私は総武線の各駅が復旧する前からその事に気付いていた。

しかし、私はそれでもその場から離れる気になれなかった。






台風が離れるにつれて山手線から少しずつ路線が復旧されていった。

しかし、総武線だけはまだ復旧のめどがつかなかった。

風速はいつの間にか人が吹っ飛んでもおかしくない速さから春一番のような強風におさまっていた。

風がだいぶおさまった後も私は総武線の復旧とそれを待つ人達を見守るため、その場にとどまっていた。

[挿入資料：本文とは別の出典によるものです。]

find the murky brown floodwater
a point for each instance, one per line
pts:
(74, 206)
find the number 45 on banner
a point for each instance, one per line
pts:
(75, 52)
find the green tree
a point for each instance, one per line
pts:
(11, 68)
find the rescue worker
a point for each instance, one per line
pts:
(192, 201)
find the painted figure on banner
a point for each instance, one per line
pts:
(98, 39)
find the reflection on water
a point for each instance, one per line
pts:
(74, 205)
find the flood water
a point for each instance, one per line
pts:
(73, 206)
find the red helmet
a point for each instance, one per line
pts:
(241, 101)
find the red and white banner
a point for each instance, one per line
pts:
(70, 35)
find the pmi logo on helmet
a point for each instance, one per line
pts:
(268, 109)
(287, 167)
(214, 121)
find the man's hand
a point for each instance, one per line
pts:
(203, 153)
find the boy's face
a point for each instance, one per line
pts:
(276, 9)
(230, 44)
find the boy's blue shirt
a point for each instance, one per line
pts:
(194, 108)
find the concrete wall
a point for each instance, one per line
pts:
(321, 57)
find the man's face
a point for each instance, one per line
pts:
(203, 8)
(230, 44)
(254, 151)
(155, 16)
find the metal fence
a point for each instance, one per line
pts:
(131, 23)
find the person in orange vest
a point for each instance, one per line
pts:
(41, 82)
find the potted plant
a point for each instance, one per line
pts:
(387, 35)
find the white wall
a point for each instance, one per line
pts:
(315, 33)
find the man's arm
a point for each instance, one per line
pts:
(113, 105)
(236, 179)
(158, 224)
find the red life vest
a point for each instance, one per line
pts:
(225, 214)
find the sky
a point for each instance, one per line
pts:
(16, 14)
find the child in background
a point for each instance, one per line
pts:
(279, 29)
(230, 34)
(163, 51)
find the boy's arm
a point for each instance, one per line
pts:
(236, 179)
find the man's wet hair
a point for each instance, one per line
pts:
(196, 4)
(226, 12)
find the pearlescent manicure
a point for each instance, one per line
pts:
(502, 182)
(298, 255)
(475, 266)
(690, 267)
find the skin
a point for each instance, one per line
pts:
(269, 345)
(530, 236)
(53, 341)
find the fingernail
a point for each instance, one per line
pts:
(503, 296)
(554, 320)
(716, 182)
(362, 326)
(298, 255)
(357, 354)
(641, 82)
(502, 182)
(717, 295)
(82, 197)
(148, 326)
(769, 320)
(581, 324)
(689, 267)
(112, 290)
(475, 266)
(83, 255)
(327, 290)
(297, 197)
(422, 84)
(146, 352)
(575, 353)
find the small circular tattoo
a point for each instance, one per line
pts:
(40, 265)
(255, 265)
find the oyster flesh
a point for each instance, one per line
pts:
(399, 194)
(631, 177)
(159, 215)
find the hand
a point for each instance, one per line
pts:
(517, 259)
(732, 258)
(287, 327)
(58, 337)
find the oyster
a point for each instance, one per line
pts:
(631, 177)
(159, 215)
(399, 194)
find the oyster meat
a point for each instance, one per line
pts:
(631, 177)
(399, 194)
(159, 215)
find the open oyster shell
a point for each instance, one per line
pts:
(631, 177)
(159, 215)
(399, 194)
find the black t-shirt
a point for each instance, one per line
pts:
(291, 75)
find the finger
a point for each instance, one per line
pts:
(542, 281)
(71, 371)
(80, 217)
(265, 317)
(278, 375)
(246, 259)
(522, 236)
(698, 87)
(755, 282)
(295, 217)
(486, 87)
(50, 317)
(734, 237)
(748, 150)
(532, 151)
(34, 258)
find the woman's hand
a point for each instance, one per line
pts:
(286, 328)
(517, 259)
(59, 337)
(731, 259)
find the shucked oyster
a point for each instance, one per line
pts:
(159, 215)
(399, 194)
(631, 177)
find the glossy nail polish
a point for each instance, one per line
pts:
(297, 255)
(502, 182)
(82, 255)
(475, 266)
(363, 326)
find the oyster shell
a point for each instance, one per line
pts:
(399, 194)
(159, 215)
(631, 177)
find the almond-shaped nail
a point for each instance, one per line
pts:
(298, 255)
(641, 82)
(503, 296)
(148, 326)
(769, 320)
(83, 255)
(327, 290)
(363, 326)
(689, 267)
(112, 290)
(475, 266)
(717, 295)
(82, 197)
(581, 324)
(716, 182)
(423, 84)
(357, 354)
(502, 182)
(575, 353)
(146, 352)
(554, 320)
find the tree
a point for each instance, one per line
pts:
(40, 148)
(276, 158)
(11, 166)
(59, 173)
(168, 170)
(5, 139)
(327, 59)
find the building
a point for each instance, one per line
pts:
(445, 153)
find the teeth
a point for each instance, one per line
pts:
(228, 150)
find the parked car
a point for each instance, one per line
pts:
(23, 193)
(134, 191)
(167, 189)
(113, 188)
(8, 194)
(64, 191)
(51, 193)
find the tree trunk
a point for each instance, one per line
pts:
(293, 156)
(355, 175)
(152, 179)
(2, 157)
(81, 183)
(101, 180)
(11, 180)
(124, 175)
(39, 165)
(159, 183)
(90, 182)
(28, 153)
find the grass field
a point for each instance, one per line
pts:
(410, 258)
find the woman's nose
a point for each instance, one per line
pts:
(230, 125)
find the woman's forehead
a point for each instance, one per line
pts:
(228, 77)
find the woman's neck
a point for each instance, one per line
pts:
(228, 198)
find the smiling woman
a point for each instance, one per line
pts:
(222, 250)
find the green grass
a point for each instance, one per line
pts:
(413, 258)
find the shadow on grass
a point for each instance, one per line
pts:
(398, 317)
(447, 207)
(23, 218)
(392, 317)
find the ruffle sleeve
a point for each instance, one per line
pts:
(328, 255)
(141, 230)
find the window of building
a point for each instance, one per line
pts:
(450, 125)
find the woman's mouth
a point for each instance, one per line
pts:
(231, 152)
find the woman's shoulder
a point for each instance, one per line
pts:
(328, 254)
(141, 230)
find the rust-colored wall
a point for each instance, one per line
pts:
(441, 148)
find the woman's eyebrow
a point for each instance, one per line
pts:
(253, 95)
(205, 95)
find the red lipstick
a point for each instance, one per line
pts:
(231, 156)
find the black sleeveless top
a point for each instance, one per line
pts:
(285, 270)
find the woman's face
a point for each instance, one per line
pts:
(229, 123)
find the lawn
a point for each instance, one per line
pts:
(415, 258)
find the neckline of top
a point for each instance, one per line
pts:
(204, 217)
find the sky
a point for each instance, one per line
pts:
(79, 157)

今まで室内で体験する事しかなかったので、今回は外にいる人の気持ちを直に知る初めてのそしていい機会だった。

モバフォンもポケモンもできない中だとさらに待つ辛さを実感できる。

私にはある意味いい試練になったと言えるかもしれない。







総武線の復旧を待つ中、私はひそかに考えていた。

復旧を待つ社会人、アナウンスをする駅員、台風の中で普通に働く店員…

こうゆう環境で働けるなんて…

強いなぁ…そういう人達って…

これは駅員に限らず、避難指示をしている役場の人や警察、そしてその中でそれにも負けずに働くデパートや店の店員達にも言える事だ。

私がリハーサルしたスタジオの店員、台風の中でも開いてる店で働く人達…

台風であっても、店や店員に支障がない限り店は閉まる事はない。

駅で総武線を待っている人達だって、早く帰っている人がいる中で、それでもやらなくてはならない事があるという理由で最後まで残って働いていたからそうなったのだろう。






総武線の復旧を待つ中、私はひそかに思っていた。